Témoignage de Abderrazak Mezguérichou :

En date du 16 janvier 1996, j’ai été transféré à la prison de Gabès où je fus placé dans la chambrée 10, qui ne disposait ni de fenêtres ni d’aération. J’ai refusé d’y rester et j’ai été sanctionné par un placement en pavillon d’isolement dont les cellules ne disposaient d’aucune commodité. Nous étions trois détenus dans une cellule de 2/ 1,5 m. On ne pouvait s’asseoir ou dormir qu’à tour de rôle.

Le 18 décembre 1998, j’ai été transféré à la prison de Tunis où je fus mis dans la cellule E7. Cette dernière avait une superficie de 7, 5 m2 ( 3/ 2,5), sans aucune aération, hormis une petite fenêtre qui ouvre sur un espace clos. Trois autres détenus partageaient cette cellule avec moi. L’humidité était très grande car le soleil ne pénétrait pas dans la cellule.

Quand nous avions protesté et réclamé des améliorations de nos conditions, le responsable du pavillon, le dénommé Omar Habibi, nous avait répondu que notre transfert dans une prison proche de nos familles avait un prix : c’était le silence et la résignation.

Témoignage du détenu Ridha Alboukadi :

Le 3 août 1996, j’ai été mis à l’isolement dans la chambrée 7 du pavillon d’isolement. La chambrée était dans état de saleté indescriptible, obscure à ne pouvoir distinguer les objets qu’avec peine et au bout d’un long moment.

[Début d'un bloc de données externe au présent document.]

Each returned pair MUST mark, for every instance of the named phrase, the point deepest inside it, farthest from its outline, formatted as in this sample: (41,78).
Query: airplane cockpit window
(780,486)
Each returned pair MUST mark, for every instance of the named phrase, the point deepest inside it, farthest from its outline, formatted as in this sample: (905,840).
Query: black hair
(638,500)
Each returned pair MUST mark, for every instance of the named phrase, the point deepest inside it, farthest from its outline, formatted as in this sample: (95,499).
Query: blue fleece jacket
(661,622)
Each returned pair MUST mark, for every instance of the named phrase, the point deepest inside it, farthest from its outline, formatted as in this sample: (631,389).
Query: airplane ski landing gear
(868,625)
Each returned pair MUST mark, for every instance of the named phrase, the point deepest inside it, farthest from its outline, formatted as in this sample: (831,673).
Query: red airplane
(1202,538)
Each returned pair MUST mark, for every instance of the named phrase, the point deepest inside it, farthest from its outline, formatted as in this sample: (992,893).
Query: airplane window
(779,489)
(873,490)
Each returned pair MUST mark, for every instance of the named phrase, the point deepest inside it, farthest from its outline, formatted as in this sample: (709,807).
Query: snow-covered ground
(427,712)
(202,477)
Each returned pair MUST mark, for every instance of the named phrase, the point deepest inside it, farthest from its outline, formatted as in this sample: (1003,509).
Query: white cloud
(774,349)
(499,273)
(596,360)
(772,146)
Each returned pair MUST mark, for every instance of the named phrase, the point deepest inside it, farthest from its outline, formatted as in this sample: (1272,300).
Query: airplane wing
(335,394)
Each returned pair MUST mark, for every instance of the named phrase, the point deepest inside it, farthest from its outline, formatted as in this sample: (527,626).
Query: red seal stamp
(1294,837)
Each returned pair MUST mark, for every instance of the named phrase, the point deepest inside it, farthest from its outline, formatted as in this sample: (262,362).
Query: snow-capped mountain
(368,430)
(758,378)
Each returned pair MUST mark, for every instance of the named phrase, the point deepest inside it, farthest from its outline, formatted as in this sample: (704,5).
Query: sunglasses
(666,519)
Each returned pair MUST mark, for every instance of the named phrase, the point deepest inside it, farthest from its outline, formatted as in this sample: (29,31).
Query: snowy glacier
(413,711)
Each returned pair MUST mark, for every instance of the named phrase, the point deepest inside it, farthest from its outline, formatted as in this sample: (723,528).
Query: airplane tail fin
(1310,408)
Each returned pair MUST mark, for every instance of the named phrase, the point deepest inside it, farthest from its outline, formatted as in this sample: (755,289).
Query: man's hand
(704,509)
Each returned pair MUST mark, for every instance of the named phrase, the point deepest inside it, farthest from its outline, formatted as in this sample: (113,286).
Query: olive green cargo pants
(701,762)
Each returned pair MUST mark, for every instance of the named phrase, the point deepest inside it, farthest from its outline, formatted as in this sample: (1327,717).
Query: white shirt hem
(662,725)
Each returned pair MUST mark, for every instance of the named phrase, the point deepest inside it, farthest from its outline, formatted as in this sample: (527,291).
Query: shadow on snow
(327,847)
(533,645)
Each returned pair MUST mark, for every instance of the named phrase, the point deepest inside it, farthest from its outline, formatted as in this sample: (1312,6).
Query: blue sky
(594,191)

La lampe électrique était dans un coin, à cinq mètres de hauteur et, de plus elle, elle était au milieu d’un grillage qui la cachait entièrement. Ce n’est pas la lampe qu’on voyait, mais les rayons de lumière qui en échappaient. Et encore, c’était très vague.

Il n’y avait rien dans la chambrée, en dehors d’un matelas et de deux couvertures, plus crasseux les uns que les autres et dégageant une odeur nauséabonde. C’était un abri idéal pour  les poux, puces et punaises. L’humidité était écrasante étant donné l’absence d’aération. La seule fenêtre qui ouvrait sur la cour extérieure avait été fermée avec d’immenses soins à l’aide d’une plaque de fer, comportant un certain nombre de trous.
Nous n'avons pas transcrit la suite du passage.